"Turn" about the coding problem of C + + program

Source: Internet
Author: User
Tags gettext locale

Referenced from: http://blog.chinaunix.net/uid-26790551-id-3190813.html

Our traditional programs are basically only run in Windows or Linux only, Windows programs use the simplified
Chinese GB18030 encoding, the Linux program only uses English, for many years these programs have not been running.
Problem.

In recent years, with the component of the program, some code, especially the common components, need to support windows
and Linux platforms, there are different levels of coding problems, such as compiler errors at compile time,
or garbled at run time. These problems are related to the incorrect character encoding chosen by the program.

In this paper, some characters encoding problems of C + + are briefly analyzed, and the proposed scheme is provided. By experience and time
Some of the content may not necessarily be comprehensive and are for your reference only.

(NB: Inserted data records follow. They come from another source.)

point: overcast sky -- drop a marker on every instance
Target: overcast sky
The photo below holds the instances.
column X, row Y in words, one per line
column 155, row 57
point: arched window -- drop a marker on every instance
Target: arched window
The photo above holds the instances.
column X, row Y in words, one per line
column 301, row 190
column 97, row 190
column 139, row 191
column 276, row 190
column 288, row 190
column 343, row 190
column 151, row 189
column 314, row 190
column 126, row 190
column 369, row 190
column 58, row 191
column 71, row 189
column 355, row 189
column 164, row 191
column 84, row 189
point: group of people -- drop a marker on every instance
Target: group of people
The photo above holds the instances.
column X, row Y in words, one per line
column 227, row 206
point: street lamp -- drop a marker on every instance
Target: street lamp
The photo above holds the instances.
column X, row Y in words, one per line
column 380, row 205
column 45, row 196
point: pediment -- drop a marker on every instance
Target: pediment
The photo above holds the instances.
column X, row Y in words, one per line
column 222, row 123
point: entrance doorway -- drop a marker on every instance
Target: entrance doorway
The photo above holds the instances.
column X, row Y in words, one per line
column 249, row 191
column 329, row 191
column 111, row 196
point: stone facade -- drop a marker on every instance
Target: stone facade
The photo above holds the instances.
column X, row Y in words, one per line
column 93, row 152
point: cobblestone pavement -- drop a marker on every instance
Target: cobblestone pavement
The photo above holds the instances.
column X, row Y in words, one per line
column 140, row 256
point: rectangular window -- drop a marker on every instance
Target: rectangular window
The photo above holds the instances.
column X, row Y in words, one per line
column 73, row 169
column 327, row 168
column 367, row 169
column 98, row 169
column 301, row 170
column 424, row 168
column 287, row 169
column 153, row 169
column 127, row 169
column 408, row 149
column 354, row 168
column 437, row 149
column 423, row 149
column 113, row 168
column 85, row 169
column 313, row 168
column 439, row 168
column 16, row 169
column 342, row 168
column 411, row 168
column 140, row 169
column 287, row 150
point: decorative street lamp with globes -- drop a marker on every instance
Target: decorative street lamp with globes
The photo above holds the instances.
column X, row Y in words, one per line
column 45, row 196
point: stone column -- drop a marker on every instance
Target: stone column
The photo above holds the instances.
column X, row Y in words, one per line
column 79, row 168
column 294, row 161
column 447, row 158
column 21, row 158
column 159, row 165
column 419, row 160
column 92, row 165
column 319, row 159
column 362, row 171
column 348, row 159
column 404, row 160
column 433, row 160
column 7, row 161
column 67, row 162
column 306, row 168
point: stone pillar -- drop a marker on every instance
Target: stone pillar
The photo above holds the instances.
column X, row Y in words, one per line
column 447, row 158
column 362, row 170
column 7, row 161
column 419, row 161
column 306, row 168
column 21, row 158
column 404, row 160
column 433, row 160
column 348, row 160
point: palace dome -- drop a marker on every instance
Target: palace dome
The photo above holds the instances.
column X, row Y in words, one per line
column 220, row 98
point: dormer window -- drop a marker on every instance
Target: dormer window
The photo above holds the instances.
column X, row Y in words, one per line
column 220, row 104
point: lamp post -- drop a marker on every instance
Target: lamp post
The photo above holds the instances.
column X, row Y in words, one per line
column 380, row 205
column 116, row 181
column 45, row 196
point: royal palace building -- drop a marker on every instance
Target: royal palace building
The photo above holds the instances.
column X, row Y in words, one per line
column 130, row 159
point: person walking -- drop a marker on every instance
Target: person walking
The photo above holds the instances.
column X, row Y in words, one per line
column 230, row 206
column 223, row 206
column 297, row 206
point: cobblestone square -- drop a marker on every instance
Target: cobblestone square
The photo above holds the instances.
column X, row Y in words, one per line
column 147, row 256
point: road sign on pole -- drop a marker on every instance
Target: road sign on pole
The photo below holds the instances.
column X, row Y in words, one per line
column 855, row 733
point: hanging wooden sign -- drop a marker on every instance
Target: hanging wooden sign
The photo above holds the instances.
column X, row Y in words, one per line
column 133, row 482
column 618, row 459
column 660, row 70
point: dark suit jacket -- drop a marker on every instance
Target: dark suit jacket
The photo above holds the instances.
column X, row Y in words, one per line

1. Does the encoding of C + + source files require special consideration? 1.1. Several related concepts

The first thing to distinguish is a few concepts:

encoding of C + + source files

Refers to what character encodings (Gb18030/utf-8, etc.) are used by the C + + source program file (. cpp/.h) itself.

internal code for C + + programs

After compilation, the string constants in C + + become a bunch of bytes stored in the executable file. This inside
Code refers to what encoding the string is stored in the executable file. The string constants here
Refers to a narrow character (char) rather than a wide character (wchar_t). Wide characters are usually in Unicode (VC
Store using UTF-16BE,GCC using UTF-32BE).

Run Environment Code

Refers to the encoding that is used by the operating system or the terminal when the program is executed. The characters that are output in the program are eventually
Conversion to run environment code to display correctly, otherwise it will appear garbled.

1.2. Codes commonly used in various environmentsencoding of C + + source files

Typically in a simplified Chinese Windows environment, various editors (including visual Studio) Create new files
The default encoding is GB18030, so the encoding of C + + source files under Windows environment is not specifically specified.
It is usually GB18030.

And in the Linux environment, the most commonly used, is also recommended to use UTF-8 encoding.

internal code for C + + programs

In general, we commonly use the Simplified Chinese version of the VC used in the code is GB18030, and gcc/g++ use of
The inner code defaults to Utf-8, but can be modified by the-fexec-charset parameter.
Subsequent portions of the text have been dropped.